Does that mean he thinks Douglas Ross struggles with that likeability factor?
“Everybody has to come to that in their own time and in their own way,” he replies. “I’ve watched Douglas recently, he’s been much, much more out in the community, going off to visit and meet people and to meet members of the public.
“I suppose he did take over in the immediate Covid environment and we went straight into an election. We’ve had some pretty difficult, controversial legislation that we’ve wrestled with in here. But I think as we move into an electoral cycle again, with a UK general election and a Scottish election ahead, I know that he will start to be much more available and involved in outreach and engagement with people. I think that is what colleagues and the wider party wants to see. I know he’s perfectly capable of doing it. So I would commend his team to make sure that he does.”
But Carlaw is full of praise for Ross beginning to spell out what a Scottish Conservative government would look like, something he admits he and Davidson never quite got right.

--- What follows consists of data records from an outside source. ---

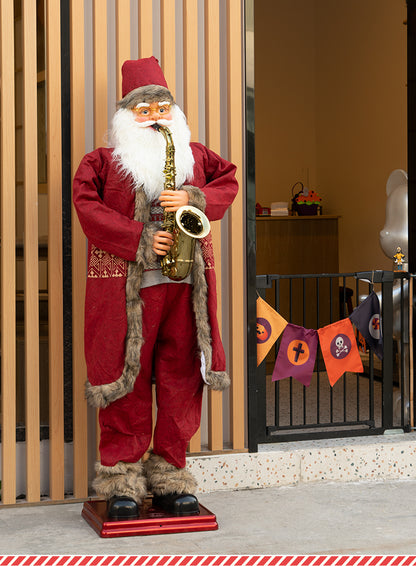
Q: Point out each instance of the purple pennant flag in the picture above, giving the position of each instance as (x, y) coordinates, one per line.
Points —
(366, 317)
(297, 353)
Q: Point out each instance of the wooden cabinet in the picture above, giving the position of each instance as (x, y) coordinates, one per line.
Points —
(297, 244)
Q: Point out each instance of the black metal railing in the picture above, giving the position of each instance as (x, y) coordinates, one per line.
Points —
(371, 402)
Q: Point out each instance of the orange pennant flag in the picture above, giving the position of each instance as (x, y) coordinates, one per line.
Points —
(339, 348)
(270, 325)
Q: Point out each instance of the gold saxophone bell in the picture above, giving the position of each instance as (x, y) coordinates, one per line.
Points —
(186, 225)
(192, 221)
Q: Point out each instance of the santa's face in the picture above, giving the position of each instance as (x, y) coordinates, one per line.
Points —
(141, 150)
(148, 114)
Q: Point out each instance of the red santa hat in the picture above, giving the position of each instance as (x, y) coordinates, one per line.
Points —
(141, 73)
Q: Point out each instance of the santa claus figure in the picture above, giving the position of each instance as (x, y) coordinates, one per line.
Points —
(141, 326)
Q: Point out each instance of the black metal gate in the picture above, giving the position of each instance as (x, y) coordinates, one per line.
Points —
(379, 399)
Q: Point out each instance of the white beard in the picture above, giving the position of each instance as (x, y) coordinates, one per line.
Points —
(141, 151)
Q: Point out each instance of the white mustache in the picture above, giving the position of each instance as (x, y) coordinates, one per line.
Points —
(148, 123)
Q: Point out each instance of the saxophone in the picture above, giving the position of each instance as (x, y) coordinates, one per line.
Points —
(186, 225)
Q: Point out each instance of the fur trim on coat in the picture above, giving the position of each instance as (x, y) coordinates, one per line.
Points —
(164, 478)
(101, 396)
(123, 479)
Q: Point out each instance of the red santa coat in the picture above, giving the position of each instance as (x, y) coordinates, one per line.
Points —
(116, 221)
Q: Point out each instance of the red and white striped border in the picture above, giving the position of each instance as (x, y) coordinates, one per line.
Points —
(208, 560)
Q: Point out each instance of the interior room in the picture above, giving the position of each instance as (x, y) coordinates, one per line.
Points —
(331, 114)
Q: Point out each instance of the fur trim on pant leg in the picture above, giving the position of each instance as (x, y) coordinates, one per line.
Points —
(164, 478)
(101, 396)
(217, 380)
(121, 479)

He’s hopeful that by the time the general election rolls around – which he doesn’t expect until late 2024 – the public will be ready to look beyond the catastrophic Truss premiership.

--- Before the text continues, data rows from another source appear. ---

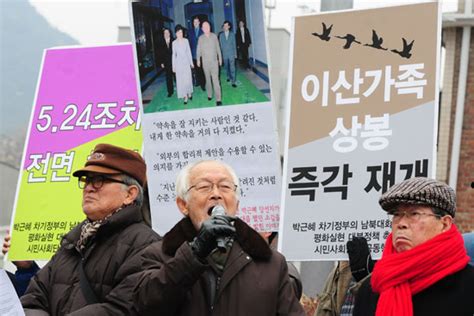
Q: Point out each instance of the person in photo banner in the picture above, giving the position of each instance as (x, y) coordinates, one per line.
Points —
(211, 262)
(229, 51)
(182, 64)
(208, 49)
(166, 53)
(193, 35)
(424, 267)
(243, 43)
(92, 272)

And he thinks that will be possible because he has not yet seen anything concrete from Keir Starmer’s Labour. “All I hear from Labour is that the country needs change and we are the change, but I’m still struggling at times to identify what that change is actually going to be. And very often it seems that some major plank of what I thought it was going to be has suddenly been dropped without it being clear what the alternative is going to be. So I still remain of the view that there is a political discussion and debate to be had before the next general election.”